More Signs the Peak Is In

Don't worry, there won't be a repeat of 1997 because central banks learned from their mistakes and built up forex reserves.

FT: Forex reserves in emerging markets begin to shrink
Nine out of 10 emerging market economists polled by the Financial Times said emerging markets had passed a period of “peak reserves” and might continue to see their stashes of foreign currency shrink for months.
That decline could hamper emerging economies’ ability to carry on buying US and European debt, a trend that has been an engine of growth in the west over the past decade.

“We are past the peak forex reserves in emerging markets,” said Maarten-Jan Bakkum, senior emerging market strategist at ING Investment Management. “The peak was in June last year. Since then we have seen declines in all major EM countries apart from Mexico, India and Indonesia.”

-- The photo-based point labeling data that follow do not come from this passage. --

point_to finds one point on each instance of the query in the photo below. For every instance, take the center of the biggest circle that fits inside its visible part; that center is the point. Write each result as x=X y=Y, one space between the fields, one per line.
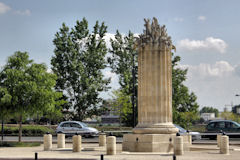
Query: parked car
x=182 y=131
x=75 y=127
x=231 y=128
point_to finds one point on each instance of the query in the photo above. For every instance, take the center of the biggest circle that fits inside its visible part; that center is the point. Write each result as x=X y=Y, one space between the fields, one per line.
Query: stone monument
x=155 y=131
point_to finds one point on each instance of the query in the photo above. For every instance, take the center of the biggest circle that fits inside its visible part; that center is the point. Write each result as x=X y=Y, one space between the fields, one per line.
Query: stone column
x=61 y=140
x=155 y=85
x=47 y=142
x=155 y=130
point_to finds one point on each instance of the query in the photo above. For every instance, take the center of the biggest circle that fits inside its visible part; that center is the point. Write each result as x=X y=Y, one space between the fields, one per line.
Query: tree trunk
x=20 y=129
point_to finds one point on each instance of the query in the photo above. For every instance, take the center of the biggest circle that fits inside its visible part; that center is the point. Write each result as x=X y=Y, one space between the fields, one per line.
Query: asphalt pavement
x=233 y=141
x=54 y=139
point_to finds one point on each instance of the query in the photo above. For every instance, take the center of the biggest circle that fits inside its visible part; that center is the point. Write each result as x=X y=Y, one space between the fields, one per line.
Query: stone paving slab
x=93 y=151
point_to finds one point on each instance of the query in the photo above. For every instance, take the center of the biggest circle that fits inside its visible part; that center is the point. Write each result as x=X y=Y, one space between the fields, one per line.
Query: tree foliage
x=123 y=55
x=30 y=87
x=210 y=110
x=121 y=103
x=78 y=63
x=184 y=103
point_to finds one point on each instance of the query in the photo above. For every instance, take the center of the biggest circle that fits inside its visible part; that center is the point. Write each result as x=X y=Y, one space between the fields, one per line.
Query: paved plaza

The International Monetary Fund said on Tuesday that total foreign currency reserves in emerging and developing economies fell $114.5bn year on year in 2014 to $7.74tn — the first annual decline since the IMF data series began in 1995. At their peak, emerging market reserves reached $8.06tn at the end of the second quarter last year.
What's really scary is there was no correction in 2008, only a blip.
A big reason for that lack of a reversal was China.
Mr Neumann and other economists pointed to China’s influence in the declining reserve trend. The unwinding of the “China carry trade” — in which Chinese speculators slashed their foreign borrowing as the renminbi weakened this year — propelled net outflows from the country’s capital account of a record $91bn in the fourth quarter of last year.

But such capital outflows are by no means confined to China. Fears of Washington tightening monetary policy in a strong dollar environment has also prompted emerging market borrowers to reduce their exposure to loans denominated in the greenback. In addition, developed market investors have cut their risks in some emerging markets.